Steve Jobs was wrong: The customer knows best in the age of crowd-sourcing
Apple’s 1997 “Think Different” campaign stands out as one of the major turning points in that company’s history. It was a message that Steve Jobs and his innovative spirit had returned to the firm, after he left in 1985.
Jobs was as famous for championing the misfit as for saying that, in business, you won’t succeed if you simply ask customers what they want and then try to give that to them. It’s an inspiring sentiment and one that continues to resonate with entrepreneurs and business leaders to this day. For Jobs, being a “crazy one” was about having the vision to look beyond the status quo with a commitment to disruption.
I’m all for championing those with the courage to pursue an idea, those with an unwavering belief in spite of adversity or a prevailing mood to the contrary.
Yet I firmly believe that asking your customer what they think can never be a bad policy. While it’s tempting to assume that customers can be told what they need by a legion of entrepreneurial white knights, business doesn’t always work like that. Indeed, when you look at the companies that make up 2015’s billion-dollar club, it appears the opposite is true.
Whether it’s Facebook, Twitter, Uber or Airbnb, the success of today’s biggest firms is borne from an ability to quickly adapt in response to feedback from users and customers. Indeed, it’s this capability that makes these new business models truly disruptive, built as they are on environments that allow for constant innovation and change. To this end, companies have grown more adept at crowd-sourcing customer opinion.
In business, the customer is king – always has been, always will be – and recent developments have only reinforced this for my company’s sector, the big data industry.

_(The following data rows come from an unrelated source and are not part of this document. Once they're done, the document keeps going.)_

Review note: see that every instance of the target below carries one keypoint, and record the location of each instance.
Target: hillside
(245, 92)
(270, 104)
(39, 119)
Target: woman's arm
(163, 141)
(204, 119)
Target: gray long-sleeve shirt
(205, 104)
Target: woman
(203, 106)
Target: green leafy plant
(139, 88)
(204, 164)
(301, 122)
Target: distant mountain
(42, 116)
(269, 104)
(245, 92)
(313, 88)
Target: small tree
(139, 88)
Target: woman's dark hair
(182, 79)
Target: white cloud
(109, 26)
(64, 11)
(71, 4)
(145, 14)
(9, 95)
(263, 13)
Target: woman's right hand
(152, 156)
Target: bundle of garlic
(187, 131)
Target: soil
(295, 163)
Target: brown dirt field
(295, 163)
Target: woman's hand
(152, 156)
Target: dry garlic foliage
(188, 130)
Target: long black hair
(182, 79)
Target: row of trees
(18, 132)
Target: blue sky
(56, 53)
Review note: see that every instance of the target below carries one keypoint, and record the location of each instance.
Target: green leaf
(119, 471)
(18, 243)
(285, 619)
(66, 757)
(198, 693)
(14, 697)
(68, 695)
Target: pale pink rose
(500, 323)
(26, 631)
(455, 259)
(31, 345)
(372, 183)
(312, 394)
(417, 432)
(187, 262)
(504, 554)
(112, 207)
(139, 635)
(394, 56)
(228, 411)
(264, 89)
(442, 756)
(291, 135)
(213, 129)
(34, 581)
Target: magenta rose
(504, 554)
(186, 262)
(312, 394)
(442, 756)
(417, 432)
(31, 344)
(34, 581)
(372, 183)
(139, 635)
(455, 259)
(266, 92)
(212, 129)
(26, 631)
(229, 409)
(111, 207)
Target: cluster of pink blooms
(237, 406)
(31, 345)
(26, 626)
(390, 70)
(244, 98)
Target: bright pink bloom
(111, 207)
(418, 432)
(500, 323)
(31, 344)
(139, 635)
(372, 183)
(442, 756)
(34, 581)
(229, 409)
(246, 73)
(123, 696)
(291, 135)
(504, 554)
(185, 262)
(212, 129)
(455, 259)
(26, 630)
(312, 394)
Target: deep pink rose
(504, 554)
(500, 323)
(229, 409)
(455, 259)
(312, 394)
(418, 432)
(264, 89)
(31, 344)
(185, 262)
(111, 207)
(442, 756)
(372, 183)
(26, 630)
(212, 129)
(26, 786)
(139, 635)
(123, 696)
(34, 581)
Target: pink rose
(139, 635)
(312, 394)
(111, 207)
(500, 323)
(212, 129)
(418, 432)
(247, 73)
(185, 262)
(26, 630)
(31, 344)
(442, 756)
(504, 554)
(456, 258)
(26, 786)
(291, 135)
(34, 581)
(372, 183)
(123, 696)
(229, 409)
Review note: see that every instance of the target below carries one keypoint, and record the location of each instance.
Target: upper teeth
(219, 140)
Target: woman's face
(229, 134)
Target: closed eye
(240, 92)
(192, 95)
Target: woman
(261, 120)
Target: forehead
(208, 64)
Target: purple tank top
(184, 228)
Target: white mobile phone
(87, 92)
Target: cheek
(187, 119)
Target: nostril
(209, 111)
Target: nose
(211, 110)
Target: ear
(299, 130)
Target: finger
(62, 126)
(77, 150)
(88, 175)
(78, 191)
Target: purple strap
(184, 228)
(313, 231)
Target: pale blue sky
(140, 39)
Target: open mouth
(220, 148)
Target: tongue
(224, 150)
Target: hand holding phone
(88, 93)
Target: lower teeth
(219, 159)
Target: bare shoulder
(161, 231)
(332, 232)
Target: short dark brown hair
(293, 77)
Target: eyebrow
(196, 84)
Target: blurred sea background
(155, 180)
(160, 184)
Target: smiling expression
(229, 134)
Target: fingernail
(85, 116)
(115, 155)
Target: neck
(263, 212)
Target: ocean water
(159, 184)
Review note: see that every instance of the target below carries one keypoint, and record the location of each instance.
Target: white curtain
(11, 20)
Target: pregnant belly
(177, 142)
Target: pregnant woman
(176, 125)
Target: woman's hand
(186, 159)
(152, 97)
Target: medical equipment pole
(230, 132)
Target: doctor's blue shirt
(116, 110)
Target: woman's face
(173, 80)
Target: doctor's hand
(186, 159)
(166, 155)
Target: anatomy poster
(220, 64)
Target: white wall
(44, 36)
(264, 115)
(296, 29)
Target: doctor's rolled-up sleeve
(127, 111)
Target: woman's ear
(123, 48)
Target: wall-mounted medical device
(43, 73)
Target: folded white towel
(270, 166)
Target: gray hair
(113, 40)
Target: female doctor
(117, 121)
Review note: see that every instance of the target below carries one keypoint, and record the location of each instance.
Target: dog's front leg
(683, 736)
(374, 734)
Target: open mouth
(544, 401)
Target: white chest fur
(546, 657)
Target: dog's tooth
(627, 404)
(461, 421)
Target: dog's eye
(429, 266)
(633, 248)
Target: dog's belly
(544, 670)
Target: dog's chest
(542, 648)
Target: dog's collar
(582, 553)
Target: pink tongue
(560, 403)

The tech community is fond of talking up big data’s promise, given its potential to disrupt industries the world over. But despite maturing at an extraordinary rate, organisations are still figuring out how to best implement the technology, with a recent report from Wikibon finding that just 18 per cent of users are happy with the results they are seeing.
I firmly believe that big data technologies will help take business to the next level, but you cannot ignore what end users are telling you. For WANdisco, this only served as a further reminder that customer-focused strategies are at the heart of every successful business.
It’s for this reason that we recently launched a new product designed to better address the realities of the market, delivering efficiency and quality that makes big data easier for global businesses to implement. WD Fusion ensures users are able to use Hadoop with unmatched flexibility, promoting agility and choice regardless of how data centres are configured.
The success of a Steve Jobs product wasn’t a result of refusing to ask customers if they wanted it. They really did want it – he was just so skilled that he didn’t need to ask.
Like Jobs, the most successful and revolutionary entrepreneurs are wired to draw new and imaginative connections from the human information they interact with. They are all, in essence, crowd-sourcers.